Funny – some of this record is similar. But is that a bad thing? Only if you abhor Drake’s mostly-autotuned singing, which dominates the record, unfortunately, despite Drake’s strong rapping.
The LP starts off heavy with Drizzy rapping to a beat that samples Whitney Houston’s “I Have Nothing” from the film and soundtrack The Bodyguard, backwards and forward. This is Lil Wayne’s protege flowing to an uber-long intro called “Tuscan Leather.”
What follows is Drizzy singing on “Furthest Thing,” which is to signify through the lyrics that he is the furthest thing from perfect. The song is the furthest thing from a rap song, at least in the beginning, but the furthest thing from ear-grindingly annoying.
“Started From the Bottom,” the first single, is an ode to the rise of Drake’s entire team. There is only a small sprinkle of autotune in the second verse. But the song is overall descent.
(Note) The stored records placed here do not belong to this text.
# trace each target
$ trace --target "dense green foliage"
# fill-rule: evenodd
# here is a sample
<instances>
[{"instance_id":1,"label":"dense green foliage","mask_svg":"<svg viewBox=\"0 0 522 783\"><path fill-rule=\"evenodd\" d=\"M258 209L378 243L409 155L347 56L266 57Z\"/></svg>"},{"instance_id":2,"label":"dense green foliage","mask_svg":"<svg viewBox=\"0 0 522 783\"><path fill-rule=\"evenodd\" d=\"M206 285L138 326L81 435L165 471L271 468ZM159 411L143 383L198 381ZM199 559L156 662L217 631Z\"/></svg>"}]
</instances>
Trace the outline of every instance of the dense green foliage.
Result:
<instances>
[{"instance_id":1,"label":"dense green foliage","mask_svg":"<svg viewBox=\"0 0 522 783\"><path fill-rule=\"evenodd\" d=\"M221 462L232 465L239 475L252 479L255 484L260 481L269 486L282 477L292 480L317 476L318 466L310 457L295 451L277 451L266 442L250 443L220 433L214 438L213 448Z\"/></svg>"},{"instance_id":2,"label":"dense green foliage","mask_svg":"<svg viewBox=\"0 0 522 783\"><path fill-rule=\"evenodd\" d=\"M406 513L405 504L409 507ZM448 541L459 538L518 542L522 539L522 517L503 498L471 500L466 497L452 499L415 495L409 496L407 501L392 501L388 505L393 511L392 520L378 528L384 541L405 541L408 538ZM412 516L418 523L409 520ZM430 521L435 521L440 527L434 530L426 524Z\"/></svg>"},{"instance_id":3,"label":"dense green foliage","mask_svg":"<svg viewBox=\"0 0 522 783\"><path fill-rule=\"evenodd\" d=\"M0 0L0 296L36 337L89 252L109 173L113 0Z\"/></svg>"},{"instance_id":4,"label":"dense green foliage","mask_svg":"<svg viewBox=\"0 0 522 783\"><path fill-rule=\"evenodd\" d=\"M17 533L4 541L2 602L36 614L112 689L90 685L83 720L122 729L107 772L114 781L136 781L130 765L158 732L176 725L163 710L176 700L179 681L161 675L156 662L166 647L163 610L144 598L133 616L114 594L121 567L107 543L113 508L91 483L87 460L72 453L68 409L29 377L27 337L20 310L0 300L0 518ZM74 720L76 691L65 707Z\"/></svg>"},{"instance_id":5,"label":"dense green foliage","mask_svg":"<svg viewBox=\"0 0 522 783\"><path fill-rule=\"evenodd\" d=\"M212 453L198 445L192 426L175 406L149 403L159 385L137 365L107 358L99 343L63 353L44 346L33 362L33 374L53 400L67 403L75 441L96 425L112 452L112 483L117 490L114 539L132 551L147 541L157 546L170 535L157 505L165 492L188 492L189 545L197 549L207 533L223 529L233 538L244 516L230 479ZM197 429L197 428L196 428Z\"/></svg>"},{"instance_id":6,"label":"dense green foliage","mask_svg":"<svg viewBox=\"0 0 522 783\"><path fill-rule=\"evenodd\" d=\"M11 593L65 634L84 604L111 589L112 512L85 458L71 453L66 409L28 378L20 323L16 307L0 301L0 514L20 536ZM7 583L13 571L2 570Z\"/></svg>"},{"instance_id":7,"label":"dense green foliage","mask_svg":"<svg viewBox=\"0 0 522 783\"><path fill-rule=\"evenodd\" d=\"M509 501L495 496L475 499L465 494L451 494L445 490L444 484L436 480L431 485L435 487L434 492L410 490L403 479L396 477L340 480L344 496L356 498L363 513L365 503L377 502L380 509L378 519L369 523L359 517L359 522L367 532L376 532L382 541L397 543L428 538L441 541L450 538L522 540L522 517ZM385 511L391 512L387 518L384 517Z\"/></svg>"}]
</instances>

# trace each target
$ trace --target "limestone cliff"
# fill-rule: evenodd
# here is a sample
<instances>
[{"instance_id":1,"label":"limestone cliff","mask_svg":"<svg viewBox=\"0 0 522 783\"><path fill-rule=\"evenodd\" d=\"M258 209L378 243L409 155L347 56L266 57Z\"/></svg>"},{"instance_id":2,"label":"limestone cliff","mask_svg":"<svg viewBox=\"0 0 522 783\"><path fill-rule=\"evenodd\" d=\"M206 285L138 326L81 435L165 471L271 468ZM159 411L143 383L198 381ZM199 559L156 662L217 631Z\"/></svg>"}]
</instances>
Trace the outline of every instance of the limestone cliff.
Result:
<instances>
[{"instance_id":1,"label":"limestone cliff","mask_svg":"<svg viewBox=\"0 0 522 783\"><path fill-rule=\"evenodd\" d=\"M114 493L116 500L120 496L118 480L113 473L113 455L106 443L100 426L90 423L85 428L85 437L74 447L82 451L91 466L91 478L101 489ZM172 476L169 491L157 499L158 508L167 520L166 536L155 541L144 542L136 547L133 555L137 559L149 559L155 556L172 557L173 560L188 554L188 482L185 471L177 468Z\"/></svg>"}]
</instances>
Next, the supposed tribute to the Wu-Tang Clan, “Wu-Tang Forever,” is a slow, sing-rapping (for the most part) track which uses part of Raekwon verse and mentions the Wu-Tang in the hook. The second verse is a rapid-fire rap, which Drake should have been doing in the entire song if he truly wanted to give a true ode to Staten Island’s favorite sons.
After this, “Worst Behavior” is almost the worst track on the LP, with Drake yelling throughout the song telling us how naughty he is, however nice the slow-paced beat is. At least, the third verse is a nod to Mase, using the first verse from “Feel So Good.” Throw away the rest of the song and replace it with verses like that, and the song might be a little more tolerable.
Jhene Aiko guests on the grand piano-laced “From Time”, but while you’re waiting for him to rhyme, she spends about a minute singing. But as soon as she is done, the Toronto native finally gets around to ripping the track, like, prior to this point, the album was all but starving for. With Ms. Aiko on the hook and Drake smashing the song with some strong lyrics, this is a shining moment on the record.
“Hold On, We’re Going Home” features Majid Jordan and starts off sounding like something from the 80’s that Toto forgot to add to an album. But then it turns out to be an R&B track on a RAP ALBUM?! Although it is a nice track, it is quite out of place for a love song on a album littered with braggadocio as is appropo for an artist on a label called Cash Money. Nonetheless, it gets a pass here.
What follows is “Connect,” which starts off with a clip from some baseball game; then that f**king autotune comes in. NEXT?!
“The Language” is pretty much the same. NEXT?!
“305 To My City”, with Detail, is yet another autotune song but with a tiny bit of rhyming. Yawn.
Sampha puts his voice on “Too Much” in the hook, and then Drake starts doing what was missing in the last four tracks – RAPPING! Thank God for that.
“Pound Cake” features Jay-Z and is another shining moment on this LP. with Drake and Hov each doing a RAP verse. On the same track there is “Paris Morton Music 2,” a new beat with one long Drizzy verse. Nice.
After that, “Come Thru” includes an autotuned first verse and a rap following it, but has a great beat.
The final song, “All Me”, has Drake, 2 Chains and Big Sean giving some nice verses, the kind you would expect from them, but Drake is SINGING AGAIN… but only on the hook.
What’s weird is no one notable from the YMCMB camp – not Weezy, not Nicki Minaj, not Tyga, not even Curren$y – made an appearance on this album.
Overall, the record has far too much crooning and not enough rapping, but we cannot call it total ear rape, because what little rapping there is is strong, as is the overall lyrical content, regardless of the subject matter.
Only Young Money and Drake fans need apply.
Columbia, SC, how Drake fans live there? Holla back.
Nothing Was The Same, huh? Wanna bet?